Soudainement il se mit à dire des choses
Un flot sans fin de mots et de paroles que nous ne comprenions pas
Ou si peu
Mais cela n’avait pas d’importance car à présent nous sentions
Sa voix faisait vibrer l’air et c’est dans nos corps que nous devinions son message
C’est dans nos chairs que nous vivions ses prophéties
Dans nos muscles que s’inscrivaient ses mythes
Il était question de voyages
De portes
De passages
Il était question d’allers retours entre des points insoupçonnés
Il était question de fruits magiques de poissons philosophes
Il était question de murs inexistants
De courage et de persévérance
De joie
Oui il était question de joie
Surtout

Nous l’avons écouté et bu et dévoré
De nos bouches amantes
Devant tant de surprise
Et de toutes nos forces nous avons retenu
Ce qu’il avait donné
Ce qu’il avait laissé
L’eau était de retour et il ne fallait pas
Que la marée emporte
Ces feux inestimables

En fin d’après-midi l’oracle s’est levé
Il a pris le sentier devant lui de la mer
Sa marche était tranquille
En même temps qu’immobile
Plutôt que d’avancer vers des flots éloignés
C’est l’eau qui peu à peu venait à sa rencontre
L’oracle était debout au milieu de la grève
Et tout autour de lui le paysage étale
S’emplissait de nouveau des eaux que nous savions

Aucun de nous encore n’avait osé bouger
Humains et non humains restaient dans le silence
Côte à côte serrés devant l’imprononçable

La dernière partie que l’on vit de son corps
Fut le bras qu’il leva pour terminer sa nage
Puis il s’évanouit comme il était venu
Dans l’eau de notre mer
Dans la mère
De la terre

L'APPARITION DE L'EAU
2019

L’apparition de l’eau est d’abord une disparition.
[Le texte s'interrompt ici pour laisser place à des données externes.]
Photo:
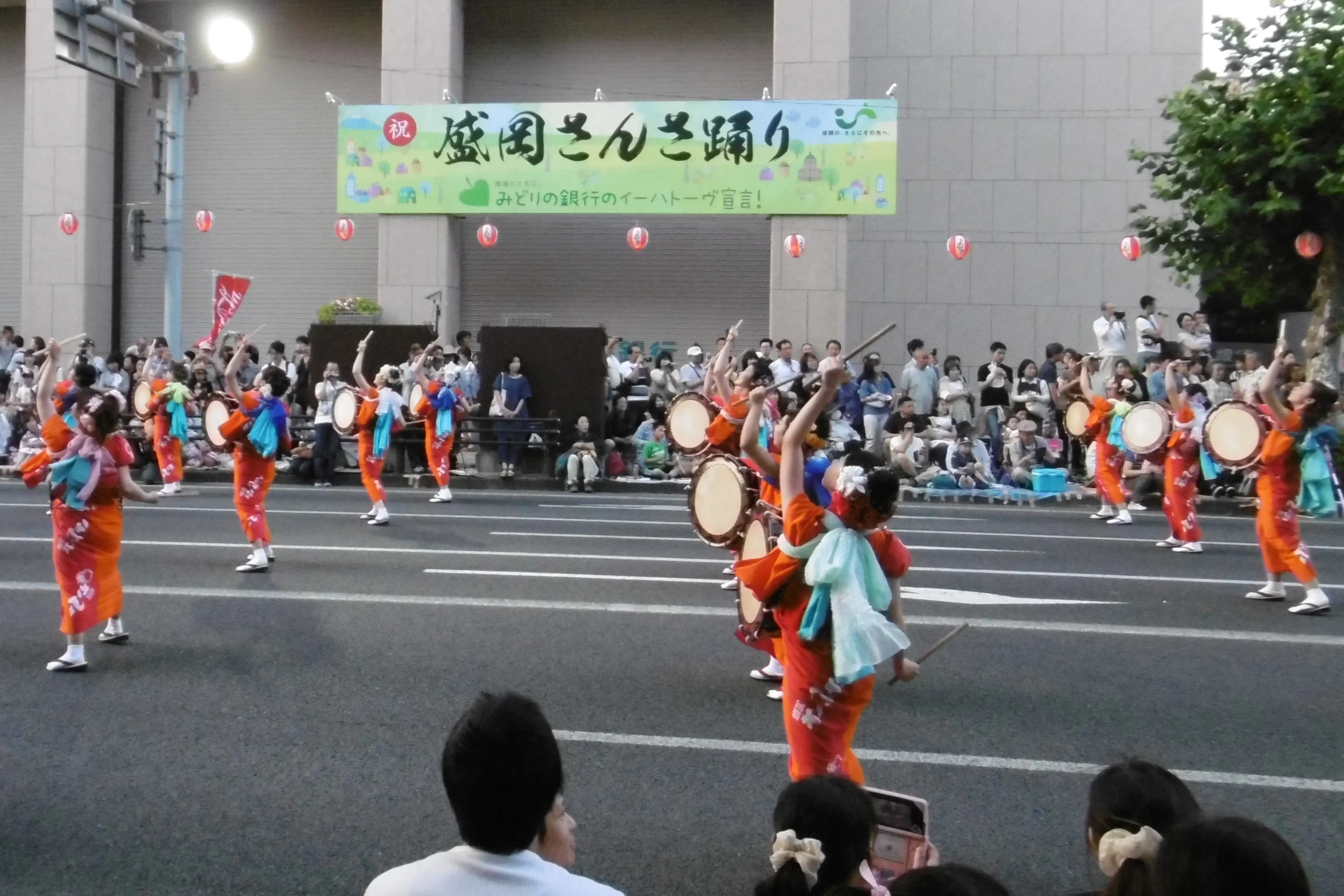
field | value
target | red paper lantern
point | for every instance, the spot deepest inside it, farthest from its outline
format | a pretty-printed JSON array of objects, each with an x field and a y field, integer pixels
[{"x": 1310, "y": 245}]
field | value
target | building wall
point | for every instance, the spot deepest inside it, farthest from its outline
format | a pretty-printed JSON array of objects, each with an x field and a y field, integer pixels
[
  {"x": 1015, "y": 123},
  {"x": 699, "y": 273},
  {"x": 11, "y": 150},
  {"x": 261, "y": 156}
]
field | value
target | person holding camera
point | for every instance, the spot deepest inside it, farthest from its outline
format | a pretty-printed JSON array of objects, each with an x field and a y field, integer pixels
[{"x": 1111, "y": 343}]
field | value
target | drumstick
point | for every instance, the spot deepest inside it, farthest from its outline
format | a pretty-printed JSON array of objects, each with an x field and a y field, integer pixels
[{"x": 937, "y": 645}]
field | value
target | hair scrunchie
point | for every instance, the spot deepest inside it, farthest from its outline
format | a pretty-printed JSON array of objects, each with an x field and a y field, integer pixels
[
  {"x": 1119, "y": 846},
  {"x": 807, "y": 852}
]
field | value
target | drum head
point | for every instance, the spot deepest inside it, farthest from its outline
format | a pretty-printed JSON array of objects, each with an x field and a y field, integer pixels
[
  {"x": 1076, "y": 418},
  {"x": 721, "y": 500},
  {"x": 689, "y": 419},
  {"x": 213, "y": 419},
  {"x": 1146, "y": 428},
  {"x": 140, "y": 398},
  {"x": 344, "y": 411},
  {"x": 1234, "y": 435}
]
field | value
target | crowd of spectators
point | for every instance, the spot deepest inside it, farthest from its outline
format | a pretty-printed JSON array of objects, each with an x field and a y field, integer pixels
[{"x": 502, "y": 769}]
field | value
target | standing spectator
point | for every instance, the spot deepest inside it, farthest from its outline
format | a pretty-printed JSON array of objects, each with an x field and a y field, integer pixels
[
  {"x": 511, "y": 394},
  {"x": 784, "y": 368},
  {"x": 656, "y": 460},
  {"x": 326, "y": 438},
  {"x": 693, "y": 373},
  {"x": 875, "y": 394},
  {"x": 1111, "y": 342},
  {"x": 506, "y": 782},
  {"x": 920, "y": 382},
  {"x": 1148, "y": 330},
  {"x": 582, "y": 457}
]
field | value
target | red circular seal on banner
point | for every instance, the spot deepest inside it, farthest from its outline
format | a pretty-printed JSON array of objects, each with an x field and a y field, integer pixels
[{"x": 400, "y": 129}]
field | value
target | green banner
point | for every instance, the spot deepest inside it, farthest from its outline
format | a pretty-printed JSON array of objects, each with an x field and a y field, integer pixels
[{"x": 710, "y": 158}]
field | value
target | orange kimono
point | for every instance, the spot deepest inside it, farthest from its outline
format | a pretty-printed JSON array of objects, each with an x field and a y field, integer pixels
[
  {"x": 1111, "y": 460},
  {"x": 253, "y": 473},
  {"x": 439, "y": 449},
  {"x": 1277, "y": 487},
  {"x": 86, "y": 544},
  {"x": 820, "y": 715},
  {"x": 167, "y": 449},
  {"x": 1181, "y": 479}
]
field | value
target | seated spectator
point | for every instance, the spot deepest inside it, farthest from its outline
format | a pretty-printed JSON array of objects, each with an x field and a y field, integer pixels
[
  {"x": 948, "y": 880},
  {"x": 1026, "y": 453},
  {"x": 1227, "y": 858},
  {"x": 1132, "y": 806},
  {"x": 504, "y": 781},
  {"x": 824, "y": 829},
  {"x": 581, "y": 457},
  {"x": 656, "y": 459}
]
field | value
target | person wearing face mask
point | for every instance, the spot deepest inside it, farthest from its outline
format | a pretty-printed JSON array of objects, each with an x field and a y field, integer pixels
[
  {"x": 504, "y": 779},
  {"x": 89, "y": 471}
]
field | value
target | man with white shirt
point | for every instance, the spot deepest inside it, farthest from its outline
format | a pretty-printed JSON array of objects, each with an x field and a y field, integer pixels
[
  {"x": 1111, "y": 342},
  {"x": 503, "y": 774}
]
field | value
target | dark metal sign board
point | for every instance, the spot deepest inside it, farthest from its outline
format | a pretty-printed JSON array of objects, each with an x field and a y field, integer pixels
[{"x": 93, "y": 42}]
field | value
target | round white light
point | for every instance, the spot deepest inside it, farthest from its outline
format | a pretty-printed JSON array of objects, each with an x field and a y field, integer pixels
[{"x": 229, "y": 40}]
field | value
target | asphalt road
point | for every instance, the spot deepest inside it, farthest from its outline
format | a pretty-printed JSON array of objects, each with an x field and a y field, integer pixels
[{"x": 280, "y": 733}]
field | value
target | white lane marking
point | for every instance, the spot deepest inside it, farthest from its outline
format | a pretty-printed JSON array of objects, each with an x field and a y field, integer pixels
[
  {"x": 982, "y": 598},
  {"x": 691, "y": 611},
  {"x": 947, "y": 760}
]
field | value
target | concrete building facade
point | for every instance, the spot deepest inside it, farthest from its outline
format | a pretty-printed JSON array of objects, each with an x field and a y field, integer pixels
[{"x": 1016, "y": 117}]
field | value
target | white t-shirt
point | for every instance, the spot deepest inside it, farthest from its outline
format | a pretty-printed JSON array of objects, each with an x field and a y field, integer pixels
[{"x": 465, "y": 871}]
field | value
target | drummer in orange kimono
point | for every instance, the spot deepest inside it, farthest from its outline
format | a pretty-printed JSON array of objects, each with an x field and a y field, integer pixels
[
  {"x": 835, "y": 592},
  {"x": 1279, "y": 484},
  {"x": 379, "y": 417},
  {"x": 89, "y": 473},
  {"x": 1111, "y": 457},
  {"x": 1181, "y": 469},
  {"x": 260, "y": 433},
  {"x": 171, "y": 405},
  {"x": 437, "y": 408}
]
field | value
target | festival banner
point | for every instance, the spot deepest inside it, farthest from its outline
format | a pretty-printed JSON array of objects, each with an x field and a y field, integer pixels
[
  {"x": 705, "y": 158},
  {"x": 229, "y": 295}
]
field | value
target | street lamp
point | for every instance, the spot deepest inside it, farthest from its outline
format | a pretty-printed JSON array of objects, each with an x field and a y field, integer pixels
[{"x": 229, "y": 40}]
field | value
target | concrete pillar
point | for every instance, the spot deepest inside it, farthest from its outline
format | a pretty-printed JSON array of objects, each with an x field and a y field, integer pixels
[
  {"x": 811, "y": 62},
  {"x": 68, "y": 166},
  {"x": 421, "y": 254}
]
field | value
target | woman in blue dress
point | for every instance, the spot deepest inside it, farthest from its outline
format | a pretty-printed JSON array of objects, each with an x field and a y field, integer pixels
[{"x": 511, "y": 394}]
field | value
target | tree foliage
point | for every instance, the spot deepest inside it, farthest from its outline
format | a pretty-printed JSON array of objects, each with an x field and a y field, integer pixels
[{"x": 1256, "y": 159}]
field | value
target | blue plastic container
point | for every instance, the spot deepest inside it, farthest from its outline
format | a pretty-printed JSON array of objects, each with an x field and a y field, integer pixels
[{"x": 1049, "y": 481}]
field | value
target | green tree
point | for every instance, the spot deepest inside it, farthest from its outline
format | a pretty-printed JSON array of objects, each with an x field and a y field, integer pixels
[{"x": 1256, "y": 159}]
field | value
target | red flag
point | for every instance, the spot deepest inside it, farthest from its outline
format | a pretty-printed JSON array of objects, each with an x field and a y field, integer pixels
[{"x": 229, "y": 296}]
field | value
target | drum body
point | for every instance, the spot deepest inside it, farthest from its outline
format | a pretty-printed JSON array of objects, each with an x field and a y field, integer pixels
[
  {"x": 140, "y": 400},
  {"x": 218, "y": 409},
  {"x": 1076, "y": 418},
  {"x": 1146, "y": 428},
  {"x": 723, "y": 494},
  {"x": 1234, "y": 435},
  {"x": 760, "y": 538},
  {"x": 689, "y": 422},
  {"x": 346, "y": 410}
]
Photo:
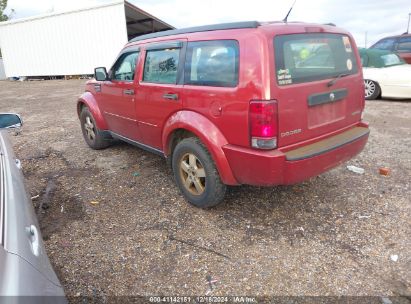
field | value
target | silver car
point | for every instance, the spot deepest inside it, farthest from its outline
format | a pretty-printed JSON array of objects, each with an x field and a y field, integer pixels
[{"x": 26, "y": 275}]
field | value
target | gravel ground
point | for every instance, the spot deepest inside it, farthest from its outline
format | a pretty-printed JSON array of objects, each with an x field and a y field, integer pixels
[{"x": 114, "y": 223}]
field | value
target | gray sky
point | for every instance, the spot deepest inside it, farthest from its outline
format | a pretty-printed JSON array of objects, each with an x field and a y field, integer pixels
[{"x": 379, "y": 18}]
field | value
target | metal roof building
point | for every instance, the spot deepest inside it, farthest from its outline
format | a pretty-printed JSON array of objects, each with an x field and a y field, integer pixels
[{"x": 74, "y": 42}]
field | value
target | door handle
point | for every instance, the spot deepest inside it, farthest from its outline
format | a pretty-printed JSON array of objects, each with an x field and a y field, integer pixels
[
  {"x": 33, "y": 236},
  {"x": 129, "y": 92},
  {"x": 170, "y": 96}
]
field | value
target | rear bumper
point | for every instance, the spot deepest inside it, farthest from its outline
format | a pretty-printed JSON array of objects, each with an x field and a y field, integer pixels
[{"x": 266, "y": 168}]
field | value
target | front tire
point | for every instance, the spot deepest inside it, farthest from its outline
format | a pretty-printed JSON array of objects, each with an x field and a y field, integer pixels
[
  {"x": 372, "y": 89},
  {"x": 196, "y": 174},
  {"x": 92, "y": 135}
]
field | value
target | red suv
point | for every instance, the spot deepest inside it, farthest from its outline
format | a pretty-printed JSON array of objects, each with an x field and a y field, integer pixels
[{"x": 230, "y": 104}]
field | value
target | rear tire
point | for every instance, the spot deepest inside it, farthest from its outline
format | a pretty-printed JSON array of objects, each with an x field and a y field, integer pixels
[
  {"x": 196, "y": 174},
  {"x": 372, "y": 89},
  {"x": 94, "y": 137}
]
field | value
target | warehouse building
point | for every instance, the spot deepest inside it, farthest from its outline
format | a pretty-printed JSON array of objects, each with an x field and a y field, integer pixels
[{"x": 74, "y": 42}]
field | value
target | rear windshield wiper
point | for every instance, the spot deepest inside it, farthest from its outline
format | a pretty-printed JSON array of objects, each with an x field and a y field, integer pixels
[{"x": 332, "y": 82}]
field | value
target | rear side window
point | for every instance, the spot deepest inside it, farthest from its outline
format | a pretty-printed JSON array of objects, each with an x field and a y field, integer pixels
[
  {"x": 125, "y": 67},
  {"x": 212, "y": 63},
  {"x": 161, "y": 66},
  {"x": 310, "y": 57},
  {"x": 385, "y": 44},
  {"x": 404, "y": 45}
]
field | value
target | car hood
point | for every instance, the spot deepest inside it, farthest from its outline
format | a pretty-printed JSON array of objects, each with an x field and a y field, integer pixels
[{"x": 19, "y": 213}]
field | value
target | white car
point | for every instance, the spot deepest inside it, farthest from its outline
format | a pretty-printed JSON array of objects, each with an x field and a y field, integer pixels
[{"x": 385, "y": 75}]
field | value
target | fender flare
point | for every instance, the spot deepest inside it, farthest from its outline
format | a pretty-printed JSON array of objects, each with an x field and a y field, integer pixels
[
  {"x": 87, "y": 99},
  {"x": 207, "y": 132}
]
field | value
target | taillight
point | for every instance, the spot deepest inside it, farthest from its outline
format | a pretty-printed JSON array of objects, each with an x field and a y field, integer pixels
[{"x": 264, "y": 124}]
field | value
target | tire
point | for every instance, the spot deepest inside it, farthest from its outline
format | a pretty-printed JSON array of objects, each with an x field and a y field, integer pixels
[
  {"x": 372, "y": 89},
  {"x": 94, "y": 137},
  {"x": 196, "y": 174}
]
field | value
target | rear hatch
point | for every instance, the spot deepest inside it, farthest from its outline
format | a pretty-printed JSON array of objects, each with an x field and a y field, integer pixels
[{"x": 318, "y": 85}]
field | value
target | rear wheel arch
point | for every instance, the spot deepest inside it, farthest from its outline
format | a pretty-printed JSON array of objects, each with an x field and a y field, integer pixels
[
  {"x": 87, "y": 100},
  {"x": 185, "y": 124}
]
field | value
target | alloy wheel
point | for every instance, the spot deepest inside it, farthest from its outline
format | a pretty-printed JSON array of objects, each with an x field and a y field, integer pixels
[
  {"x": 192, "y": 174},
  {"x": 369, "y": 88}
]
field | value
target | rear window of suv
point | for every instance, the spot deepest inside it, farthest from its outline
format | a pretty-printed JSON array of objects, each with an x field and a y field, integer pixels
[{"x": 303, "y": 58}]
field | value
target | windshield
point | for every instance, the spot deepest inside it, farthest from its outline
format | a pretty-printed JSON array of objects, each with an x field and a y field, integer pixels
[
  {"x": 310, "y": 57},
  {"x": 371, "y": 58},
  {"x": 391, "y": 59}
]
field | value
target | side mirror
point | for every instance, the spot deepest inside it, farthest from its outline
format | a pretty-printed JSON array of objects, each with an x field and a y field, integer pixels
[
  {"x": 100, "y": 74},
  {"x": 10, "y": 121}
]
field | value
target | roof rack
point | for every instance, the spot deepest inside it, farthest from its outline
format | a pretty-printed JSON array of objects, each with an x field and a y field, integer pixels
[{"x": 204, "y": 28}]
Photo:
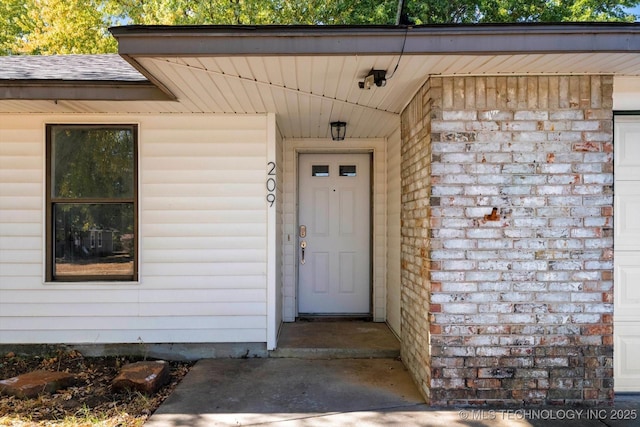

Les hommes et la nature, les vivants réunis, assistent au lever du jour au retrait de la mer, à son évaporation. Cette disparition suspend un temps le cours du monde. Et c’est dans un silence immobile que l’eau-dieu, homme turquoise et bicéphale, se constitue à partir du brouillard marin. L’eau-dieu est doux et bienveillant et fait comprendre à tous, dans une langue im-prononcée, la place de chacun dans le monde et la nécessité d’un respect mutuel et joyeux.
Puis le chemin des flots s’avance à nouveau jusque lui.
Puis l’eau-dieu, se liquéfie sous yeux, disparaît dans sa nage et rend à tous les vivants, parmi lesquels les hommes enfin éclairés, l’eau dont ils ont tant besoin.